Some employers make high-deductible options available. This should be the standard, with savings going to a health savings account to use toward paying for primary care. Medicare does not have a high-deductible option, but it should. President Obama’s signature legislation, the Patient Protection and Affordable Care Act, or Obamacare, allows for high deductibles in the insurance exchanges, but not for Medicare where there are also no health savings account options. High deductibles would be a useful accommodation and help bring down — today — the spiraling costs of Medicare.

Obamacare also mandates that approved preventive care, including screenings, be offered with no deductibles or co-pays by both commercial and government-sponsored insurance. Why not let the individual choose to either pay for preventive care directly or have free preventive care with correspondingly higher premiums?

Absent change in the insurance model, PCPs are taking steps on their own to change their business parameters. Large numbers are simply closing their practices and being employed by hospitals. Some refuse insurance and accept only direct payment. Other PCPs are switching to retainer-based practices, charging $1,500 to $2,000 per year. They agree to reduce the number of patients followed from 1,500 to 2,000 or more to about 500. This allows PCPs time they need to give comprehensive preventive care and orchestrate multidisciplinary team care for patients with complex chronic illnesses.

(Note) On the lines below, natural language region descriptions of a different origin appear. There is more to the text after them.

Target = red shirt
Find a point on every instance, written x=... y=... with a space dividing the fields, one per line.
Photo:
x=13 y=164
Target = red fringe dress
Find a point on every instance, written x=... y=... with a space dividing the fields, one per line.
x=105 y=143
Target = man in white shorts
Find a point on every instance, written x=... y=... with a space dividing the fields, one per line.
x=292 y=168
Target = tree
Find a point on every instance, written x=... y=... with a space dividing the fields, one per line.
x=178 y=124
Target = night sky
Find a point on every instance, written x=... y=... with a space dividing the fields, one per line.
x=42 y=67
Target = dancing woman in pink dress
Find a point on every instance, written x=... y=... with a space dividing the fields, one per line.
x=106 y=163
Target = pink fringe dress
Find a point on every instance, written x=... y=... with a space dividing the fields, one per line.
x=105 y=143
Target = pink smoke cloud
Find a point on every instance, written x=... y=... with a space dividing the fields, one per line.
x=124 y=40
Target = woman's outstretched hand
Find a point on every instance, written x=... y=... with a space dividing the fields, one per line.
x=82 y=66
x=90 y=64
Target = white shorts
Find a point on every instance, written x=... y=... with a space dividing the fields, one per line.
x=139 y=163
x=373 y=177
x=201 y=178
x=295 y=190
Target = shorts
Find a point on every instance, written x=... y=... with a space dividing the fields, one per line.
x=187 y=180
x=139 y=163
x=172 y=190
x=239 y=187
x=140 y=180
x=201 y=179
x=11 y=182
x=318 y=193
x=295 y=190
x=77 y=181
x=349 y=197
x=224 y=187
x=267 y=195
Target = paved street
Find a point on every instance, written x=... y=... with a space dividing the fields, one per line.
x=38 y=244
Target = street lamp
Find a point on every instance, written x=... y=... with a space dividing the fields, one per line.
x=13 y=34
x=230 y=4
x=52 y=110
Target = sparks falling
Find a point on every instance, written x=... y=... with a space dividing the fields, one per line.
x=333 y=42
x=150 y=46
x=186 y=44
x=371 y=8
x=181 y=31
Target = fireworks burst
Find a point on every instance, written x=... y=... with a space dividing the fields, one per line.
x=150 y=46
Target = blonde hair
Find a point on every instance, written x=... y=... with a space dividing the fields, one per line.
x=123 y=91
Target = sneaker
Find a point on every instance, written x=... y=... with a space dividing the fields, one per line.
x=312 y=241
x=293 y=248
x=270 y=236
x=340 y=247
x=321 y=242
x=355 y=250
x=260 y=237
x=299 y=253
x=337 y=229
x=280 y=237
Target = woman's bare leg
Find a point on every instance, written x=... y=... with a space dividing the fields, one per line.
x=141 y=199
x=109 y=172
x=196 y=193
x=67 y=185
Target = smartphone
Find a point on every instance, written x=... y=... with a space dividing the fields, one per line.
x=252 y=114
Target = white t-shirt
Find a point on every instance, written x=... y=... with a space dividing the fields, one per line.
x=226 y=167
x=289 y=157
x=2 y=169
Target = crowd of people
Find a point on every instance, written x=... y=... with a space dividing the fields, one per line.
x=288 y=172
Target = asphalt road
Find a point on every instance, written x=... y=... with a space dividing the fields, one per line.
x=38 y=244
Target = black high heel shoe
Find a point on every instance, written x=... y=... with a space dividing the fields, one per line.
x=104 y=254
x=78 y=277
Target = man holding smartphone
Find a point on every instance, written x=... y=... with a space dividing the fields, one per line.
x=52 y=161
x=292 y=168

There is a strong need now to change the professional relationship so that patients have an incentive to take control of their doctor-patient relationships. Direct payment for primary care services creates the appropriate professional-client relationship that leads the PCP to deliver quality and service while giving the patient the responsibility of taking ownership of his own health and wellness. These are changes in the delivery system that need to occur, and the sooner the better.

Dr. Stephen C. Schimpff is chairman of the Sanovas scientific advisory board and author of “The Future of Health-Care Delivery — Why It Must Change and How It Will Affect You” (Potomac Books, 2012).